With Gero you had to watch hips, elbows and nerve. My Gero daughter was from him and Sita Anrebri. She was quite nice natured, had good hips and elbows. Its my belief that too much Omar z BZ gave nerve problems. We also had Warkos Anrebri here in Australia and Marko z BZ.


----------



## Jhun Brioso (Dec 28, 2009)

Christopher Jones said:


> With Gero you had to watch hips, elbows and nerve. My Gero daughter was from him and Sita Anrebri. She was quite nice natured, had good hips and elbows. Its my belief that too much Omar z BZ gave nerve problems. We also had Warkos Anrebri here in Australia and Marko z BZ.


 I see.. Thanks for the info..


----------



## Oluwatobi Odunuga (Apr 7, 2010)

Chris,
I hear that some czech lines seem to have less prey drive than west lines and have more natural aggression, have you seen that with the dogs you've owned?


----------



## Christopher Jones (Feb 17, 2009)

Oluwatobi Odunuga said:


> Chris,
> I hear that some czech lines seem to have less prey drive than west lines and have more natural aggression, have you seen that with the dogs you've owned?


 There are some Czech lines with lower prey and higher defense. My Chuligan Daughter, who was just PTS this week at 11 years, had very high prey, and very little defense. My Gero daughter was medium in both, my Bonny z KZ daughter was low in prey and high in defense, my TOM PS daughter is high in prey and fight and my male Olymp Polica son was medium prey high defense. 
But to be honest I have seen alot of West German stuff with average prey drive.


----------



## Daryl Ehret (Apr 4, 2006)

My wife had a linebred GERO female with strong nerve. Made the helper work pretty hard, once he finally agreed with me that he wasn't applying enough pressure onto that dog.


----------



## Daryl Ehret (Apr 4, 2006)

My mistake,

1. EX-wife

2. Not Gero linebred, instead was linebred 4-5 in Omar z Blatenskeho zamku, 4-5 in Cordon Ansat.


----------



## Christopher Jones (Feb 17, 2009)

Daryl Ehret said:


> My mistake,
> 
> 1. EX-wife
> 
> 2. Not Gero linebred, instead was linebred 4-5 in Omar z Blatenskeho zamku, 4-5 in Cordon Ansat.

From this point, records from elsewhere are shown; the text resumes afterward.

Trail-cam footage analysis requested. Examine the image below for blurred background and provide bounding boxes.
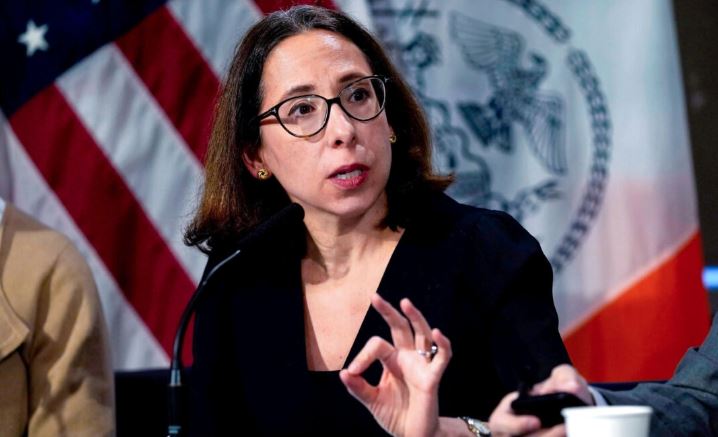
[673,0,718,313]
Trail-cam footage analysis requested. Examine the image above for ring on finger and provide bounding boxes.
[416,344,439,360]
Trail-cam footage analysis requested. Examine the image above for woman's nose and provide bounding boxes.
[326,105,356,147]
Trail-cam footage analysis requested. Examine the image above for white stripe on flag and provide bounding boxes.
[57,45,206,283]
[168,0,262,77]
[0,113,169,370]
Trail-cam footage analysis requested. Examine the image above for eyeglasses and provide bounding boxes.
[257,75,388,138]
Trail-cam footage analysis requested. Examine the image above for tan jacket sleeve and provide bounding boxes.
[27,240,115,436]
[0,206,115,437]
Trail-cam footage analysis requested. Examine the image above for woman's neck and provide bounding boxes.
[304,202,402,283]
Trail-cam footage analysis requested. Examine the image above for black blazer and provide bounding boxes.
[191,194,569,435]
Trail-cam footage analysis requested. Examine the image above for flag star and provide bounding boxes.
[17,20,49,57]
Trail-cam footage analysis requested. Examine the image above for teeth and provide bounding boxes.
[336,169,361,179]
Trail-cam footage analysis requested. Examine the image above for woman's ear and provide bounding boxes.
[242,152,268,179]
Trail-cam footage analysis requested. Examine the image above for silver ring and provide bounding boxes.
[416,344,439,359]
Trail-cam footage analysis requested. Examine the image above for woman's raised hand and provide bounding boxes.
[339,294,451,437]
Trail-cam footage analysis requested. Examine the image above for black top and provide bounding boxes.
[190,194,569,435]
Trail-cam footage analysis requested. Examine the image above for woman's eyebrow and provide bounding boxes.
[279,84,316,101]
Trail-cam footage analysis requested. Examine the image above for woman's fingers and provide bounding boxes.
[347,337,396,375]
[339,369,379,405]
[399,298,432,351]
[371,294,414,348]
[430,329,452,375]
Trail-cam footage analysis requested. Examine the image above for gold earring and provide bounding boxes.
[257,168,270,181]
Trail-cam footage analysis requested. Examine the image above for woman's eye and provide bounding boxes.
[289,102,315,117]
[349,88,370,102]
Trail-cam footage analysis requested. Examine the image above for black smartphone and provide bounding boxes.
[511,392,586,428]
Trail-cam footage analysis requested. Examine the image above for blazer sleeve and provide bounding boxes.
[600,316,718,437]
[479,212,570,390]
[188,254,252,436]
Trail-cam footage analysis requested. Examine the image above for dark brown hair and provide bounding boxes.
[185,6,451,252]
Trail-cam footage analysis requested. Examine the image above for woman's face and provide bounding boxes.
[246,30,393,225]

My Gero daughter who was linebred Omar had okay nerves, her whole litter was quite spooky and very suspicious of people and it was a linebreeding on Omar from Gero and Sita Anrebri, both of whom were good nerved dogs themselfs, but together produced nerves. My breedings I did that had a bit of Omar also produced this trait in alot of puppies. Warkos Anrebri, Sita brother, also produced this alot. Same story from friends over seas who linebred on Omar. Not every pup but enough to identify it as a trait, and one Im not a big fan of.


----------



## Adam Rawlings (Feb 27, 2009)

Is anyone else not impressed by that video of Gero? It's a short video and it would be tough to say for sure, but he didn't look overly confident. I have heard this dog was a monster and you didn't want to mess with him, not really the impression I got from that.


----------



## Christopher Jones (Feb 17, 2009)

I think theres always a risk of been dissapointed when seeing videos of dogs people consider "legends". The first time I saw Mink on video I was really dissapointed.


----------



## Daryl Ehret (Apr 4, 2006)

Yeah, I wasn't too thrilled over him either. He appears wary of his surroundings, and would engage, but not exuding much confidence about him. Not a dog I'd be paticularly thrilled to own, but probably typical of a lot of czech dogs.


----------



## Oluwatobi Odunuga (Apr 7, 2010)

Adam Rawlings said:


> Is anyone else not impressed by that video of Gero? It's a short video and it would be tough to say for sure, but he didn't look overly confident. I have heard this dog was a monster and you didn't want to mess with him, not really the impression I got from that.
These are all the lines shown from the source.